Von Arvid Kaiser
Hamburg - Bisher war es eine eher akademische Debatte, doch nun sehen sich Zentralbanker gezwungen zu reagieren. Eine jährliche Teuerung von 3 Prozent statt 2 Prozent anpeilen? Klar, das würde die realen Zinsen senken und so dem Wachstum auf die Sprünge helfen, antwortete Fed-Chef Ben Bernanke kürzlich dem Berkeley-Professor Bradford DeLong. Doch das Risiko sei zu groß, "dass die Öffentlichkeit Vertrauen in den Willen der Zentralbanken verliert, weiterem Aufwärtsschub der Inflation zu widerstehen".
Das "Verankern der Inflationserwartungen" sei ein "im Lauf von drei Jahrzehnten hart erarbeiteter Erfolg", beschied Amerikas oberster Geldhüter. Sein Kollege Jean-Claude Trichet von der Europäischen Zentralbank hält sich bedeckt, doch EZB-Chefvolkswirt Jürgen Stark warnte am Donnerstag in Seoul, "die Öffentlichkeit würde das Vertrauen in die Kaufkraft des Geldes verlieren". Bundesbankpräsident Axel Weber verurteilte das "Spiel mit dem Feuer".
Die Kritik richtet sich an Olivier Blanchard, den Chefökonomen des Internationalen Währungsfonds (IWF).
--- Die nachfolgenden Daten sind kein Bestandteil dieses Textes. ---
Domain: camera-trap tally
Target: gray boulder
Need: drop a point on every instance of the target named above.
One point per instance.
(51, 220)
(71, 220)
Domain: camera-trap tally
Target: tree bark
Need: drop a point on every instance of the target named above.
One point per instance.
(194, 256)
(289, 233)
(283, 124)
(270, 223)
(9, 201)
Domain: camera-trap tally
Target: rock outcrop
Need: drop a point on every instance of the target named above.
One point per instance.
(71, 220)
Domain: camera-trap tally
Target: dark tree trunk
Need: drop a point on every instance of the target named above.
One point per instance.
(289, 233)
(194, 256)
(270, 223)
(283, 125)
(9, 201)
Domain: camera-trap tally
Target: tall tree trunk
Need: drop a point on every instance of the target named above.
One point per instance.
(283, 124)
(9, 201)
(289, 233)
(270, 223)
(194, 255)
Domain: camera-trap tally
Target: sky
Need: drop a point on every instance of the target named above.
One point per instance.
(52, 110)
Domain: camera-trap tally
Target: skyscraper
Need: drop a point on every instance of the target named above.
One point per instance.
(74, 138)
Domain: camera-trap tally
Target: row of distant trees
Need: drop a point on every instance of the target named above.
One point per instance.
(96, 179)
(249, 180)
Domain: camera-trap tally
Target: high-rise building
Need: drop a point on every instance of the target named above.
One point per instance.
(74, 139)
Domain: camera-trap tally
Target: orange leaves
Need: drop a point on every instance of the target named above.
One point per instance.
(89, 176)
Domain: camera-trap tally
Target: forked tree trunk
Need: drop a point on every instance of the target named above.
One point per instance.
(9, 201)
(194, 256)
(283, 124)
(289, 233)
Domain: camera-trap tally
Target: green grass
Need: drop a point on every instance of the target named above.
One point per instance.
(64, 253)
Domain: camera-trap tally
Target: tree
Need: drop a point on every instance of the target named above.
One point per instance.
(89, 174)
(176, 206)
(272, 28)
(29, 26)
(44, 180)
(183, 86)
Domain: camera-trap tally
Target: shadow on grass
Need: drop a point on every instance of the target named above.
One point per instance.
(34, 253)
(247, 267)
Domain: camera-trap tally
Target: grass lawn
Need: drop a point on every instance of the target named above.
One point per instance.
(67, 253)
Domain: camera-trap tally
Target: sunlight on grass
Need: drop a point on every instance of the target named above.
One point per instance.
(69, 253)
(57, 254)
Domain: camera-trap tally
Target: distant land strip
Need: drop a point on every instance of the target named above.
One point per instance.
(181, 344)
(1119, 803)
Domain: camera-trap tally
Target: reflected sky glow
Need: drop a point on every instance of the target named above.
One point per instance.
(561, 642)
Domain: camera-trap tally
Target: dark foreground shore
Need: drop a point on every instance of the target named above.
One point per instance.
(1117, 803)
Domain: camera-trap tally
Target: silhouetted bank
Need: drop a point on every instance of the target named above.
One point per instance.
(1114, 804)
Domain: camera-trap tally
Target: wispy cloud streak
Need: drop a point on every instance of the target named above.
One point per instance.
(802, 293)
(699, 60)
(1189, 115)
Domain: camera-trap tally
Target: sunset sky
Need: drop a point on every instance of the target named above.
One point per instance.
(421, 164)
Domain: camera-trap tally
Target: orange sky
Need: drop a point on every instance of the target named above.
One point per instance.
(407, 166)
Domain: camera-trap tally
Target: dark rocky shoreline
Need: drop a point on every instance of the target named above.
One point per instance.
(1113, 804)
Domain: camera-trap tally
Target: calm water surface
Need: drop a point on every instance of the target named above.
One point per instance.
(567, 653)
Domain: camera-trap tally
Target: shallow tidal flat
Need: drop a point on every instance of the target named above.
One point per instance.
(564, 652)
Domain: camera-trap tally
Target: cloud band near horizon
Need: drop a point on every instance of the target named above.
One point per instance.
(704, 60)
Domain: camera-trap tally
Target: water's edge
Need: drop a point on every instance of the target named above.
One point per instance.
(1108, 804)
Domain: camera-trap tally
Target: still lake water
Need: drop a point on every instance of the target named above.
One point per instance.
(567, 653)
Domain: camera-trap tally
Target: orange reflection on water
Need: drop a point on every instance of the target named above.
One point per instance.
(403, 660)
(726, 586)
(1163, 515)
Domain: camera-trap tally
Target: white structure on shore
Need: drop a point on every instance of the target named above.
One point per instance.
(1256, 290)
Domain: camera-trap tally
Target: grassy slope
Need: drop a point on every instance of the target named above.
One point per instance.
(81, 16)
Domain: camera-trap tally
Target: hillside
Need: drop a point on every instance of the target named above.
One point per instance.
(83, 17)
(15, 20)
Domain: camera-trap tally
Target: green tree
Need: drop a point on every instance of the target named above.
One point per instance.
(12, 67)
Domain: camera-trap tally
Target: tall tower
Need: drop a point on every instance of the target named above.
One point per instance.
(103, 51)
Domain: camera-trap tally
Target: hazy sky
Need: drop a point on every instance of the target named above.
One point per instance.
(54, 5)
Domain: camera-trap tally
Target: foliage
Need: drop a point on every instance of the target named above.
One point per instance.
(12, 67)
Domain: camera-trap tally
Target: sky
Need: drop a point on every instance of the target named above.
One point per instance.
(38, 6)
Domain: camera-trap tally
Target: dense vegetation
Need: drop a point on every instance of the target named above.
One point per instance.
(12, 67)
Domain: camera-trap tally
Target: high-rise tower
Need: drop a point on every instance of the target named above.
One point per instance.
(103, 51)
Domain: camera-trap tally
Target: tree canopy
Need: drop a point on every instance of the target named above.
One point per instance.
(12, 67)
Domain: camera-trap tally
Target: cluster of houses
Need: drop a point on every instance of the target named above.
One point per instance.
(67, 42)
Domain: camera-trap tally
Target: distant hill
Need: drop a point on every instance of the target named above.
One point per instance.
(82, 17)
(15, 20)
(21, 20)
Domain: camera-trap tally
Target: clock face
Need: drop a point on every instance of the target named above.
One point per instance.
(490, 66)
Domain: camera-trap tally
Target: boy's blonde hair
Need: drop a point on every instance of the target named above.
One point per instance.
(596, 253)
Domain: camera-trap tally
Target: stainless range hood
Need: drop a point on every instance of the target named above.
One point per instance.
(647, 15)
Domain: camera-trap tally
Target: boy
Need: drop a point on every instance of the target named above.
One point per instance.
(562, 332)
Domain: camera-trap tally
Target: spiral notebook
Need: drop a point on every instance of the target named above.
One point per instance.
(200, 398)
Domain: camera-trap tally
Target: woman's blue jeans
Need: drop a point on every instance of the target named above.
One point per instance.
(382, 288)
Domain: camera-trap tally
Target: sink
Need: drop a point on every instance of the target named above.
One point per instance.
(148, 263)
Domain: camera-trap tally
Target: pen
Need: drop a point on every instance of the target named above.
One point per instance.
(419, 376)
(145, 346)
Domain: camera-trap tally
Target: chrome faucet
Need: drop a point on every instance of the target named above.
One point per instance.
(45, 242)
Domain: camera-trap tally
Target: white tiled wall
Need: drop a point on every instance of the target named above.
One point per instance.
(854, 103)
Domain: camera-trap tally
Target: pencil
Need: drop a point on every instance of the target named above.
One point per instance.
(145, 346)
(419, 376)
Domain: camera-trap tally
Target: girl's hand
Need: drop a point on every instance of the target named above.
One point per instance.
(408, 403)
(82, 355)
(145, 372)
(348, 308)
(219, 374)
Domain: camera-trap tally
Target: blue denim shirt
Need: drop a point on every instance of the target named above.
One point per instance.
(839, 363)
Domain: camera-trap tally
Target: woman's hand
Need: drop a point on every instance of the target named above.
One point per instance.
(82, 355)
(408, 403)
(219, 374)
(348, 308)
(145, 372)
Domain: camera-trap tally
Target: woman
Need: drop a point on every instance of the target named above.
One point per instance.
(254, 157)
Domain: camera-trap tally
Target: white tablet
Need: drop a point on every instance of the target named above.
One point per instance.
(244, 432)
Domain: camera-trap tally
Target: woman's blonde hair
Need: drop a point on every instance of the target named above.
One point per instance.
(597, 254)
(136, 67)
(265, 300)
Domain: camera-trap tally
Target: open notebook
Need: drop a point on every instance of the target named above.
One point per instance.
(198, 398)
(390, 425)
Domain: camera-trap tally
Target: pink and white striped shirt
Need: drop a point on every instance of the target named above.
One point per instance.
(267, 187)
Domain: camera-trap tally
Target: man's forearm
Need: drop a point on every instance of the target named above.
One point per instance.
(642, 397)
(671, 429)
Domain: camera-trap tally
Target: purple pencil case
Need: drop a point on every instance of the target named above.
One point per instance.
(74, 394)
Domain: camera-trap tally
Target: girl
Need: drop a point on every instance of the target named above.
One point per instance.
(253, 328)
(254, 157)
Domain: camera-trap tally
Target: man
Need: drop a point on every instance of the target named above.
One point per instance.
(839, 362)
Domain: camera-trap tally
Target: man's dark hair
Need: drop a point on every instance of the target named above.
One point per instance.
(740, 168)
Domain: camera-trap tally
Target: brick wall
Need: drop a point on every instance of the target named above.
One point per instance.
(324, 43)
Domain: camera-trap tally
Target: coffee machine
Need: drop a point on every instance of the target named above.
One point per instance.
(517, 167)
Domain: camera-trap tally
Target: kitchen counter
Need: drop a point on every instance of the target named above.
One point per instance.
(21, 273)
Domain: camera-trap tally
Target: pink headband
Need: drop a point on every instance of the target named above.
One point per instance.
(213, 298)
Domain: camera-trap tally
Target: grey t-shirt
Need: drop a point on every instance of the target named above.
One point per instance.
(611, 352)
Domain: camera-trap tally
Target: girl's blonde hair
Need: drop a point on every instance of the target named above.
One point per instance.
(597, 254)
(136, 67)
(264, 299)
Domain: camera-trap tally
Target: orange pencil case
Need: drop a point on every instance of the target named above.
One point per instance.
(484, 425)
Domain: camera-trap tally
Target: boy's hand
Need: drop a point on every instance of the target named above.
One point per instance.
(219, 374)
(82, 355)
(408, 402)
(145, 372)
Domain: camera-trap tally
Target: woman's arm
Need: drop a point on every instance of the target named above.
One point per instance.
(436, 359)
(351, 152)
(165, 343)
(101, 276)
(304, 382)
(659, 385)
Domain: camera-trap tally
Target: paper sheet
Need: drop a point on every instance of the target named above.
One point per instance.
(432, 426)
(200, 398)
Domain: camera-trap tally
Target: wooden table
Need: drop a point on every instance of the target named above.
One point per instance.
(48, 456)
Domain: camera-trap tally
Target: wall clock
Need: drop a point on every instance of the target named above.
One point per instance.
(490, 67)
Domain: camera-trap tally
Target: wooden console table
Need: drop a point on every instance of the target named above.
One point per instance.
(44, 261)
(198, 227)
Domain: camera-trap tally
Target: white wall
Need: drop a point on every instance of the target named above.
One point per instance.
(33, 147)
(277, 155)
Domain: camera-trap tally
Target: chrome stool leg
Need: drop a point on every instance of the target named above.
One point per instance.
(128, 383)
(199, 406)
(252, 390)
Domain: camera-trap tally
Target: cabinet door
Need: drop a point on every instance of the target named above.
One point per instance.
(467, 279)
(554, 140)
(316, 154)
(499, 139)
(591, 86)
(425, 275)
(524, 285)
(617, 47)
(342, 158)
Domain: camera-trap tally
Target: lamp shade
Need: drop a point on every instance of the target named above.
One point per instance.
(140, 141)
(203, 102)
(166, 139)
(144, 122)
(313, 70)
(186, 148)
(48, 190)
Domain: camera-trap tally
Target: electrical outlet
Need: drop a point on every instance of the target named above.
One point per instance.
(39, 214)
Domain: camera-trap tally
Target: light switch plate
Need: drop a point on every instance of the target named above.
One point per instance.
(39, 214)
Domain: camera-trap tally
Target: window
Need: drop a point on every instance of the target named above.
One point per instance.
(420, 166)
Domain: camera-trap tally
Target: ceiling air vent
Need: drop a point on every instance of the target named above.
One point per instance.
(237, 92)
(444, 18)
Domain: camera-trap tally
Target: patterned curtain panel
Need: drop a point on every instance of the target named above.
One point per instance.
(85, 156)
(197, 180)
Nicht 2 oder 3, sondern 4 Prozent könnte ein angemessenes Inflationsziel sein, schrieb der in einem neuen Aufsatz zur Analyse der Krise. "Sind die Kosten der Inflation dann wirklich höher?", fragt er rhetorisch. Auch wenn eine schwere Deflation derzeit unwahrscheinlich sei, seien dem stabilen Geld zu viele Jobs geopfert worden.
Die Fed - wie auch die anderen wichtigen Notenbanken - verfehlt ihre Hauptziele derzeit dramatisch. Die Arbeitslosenquote in den USA ist zu hoch (10 Prozent statt der angepeilten 4 Prozent), die Inflationsrate zu niedrig (0 Prozent statt 1,75 bis 2 Prozent). Beides spricht dafür, die Zinsen zu senken, um Geld billiger zu machen und so eine schnellere Zirkulation zu befördern, Investitionen und Arbeitsplätze zu schaffen.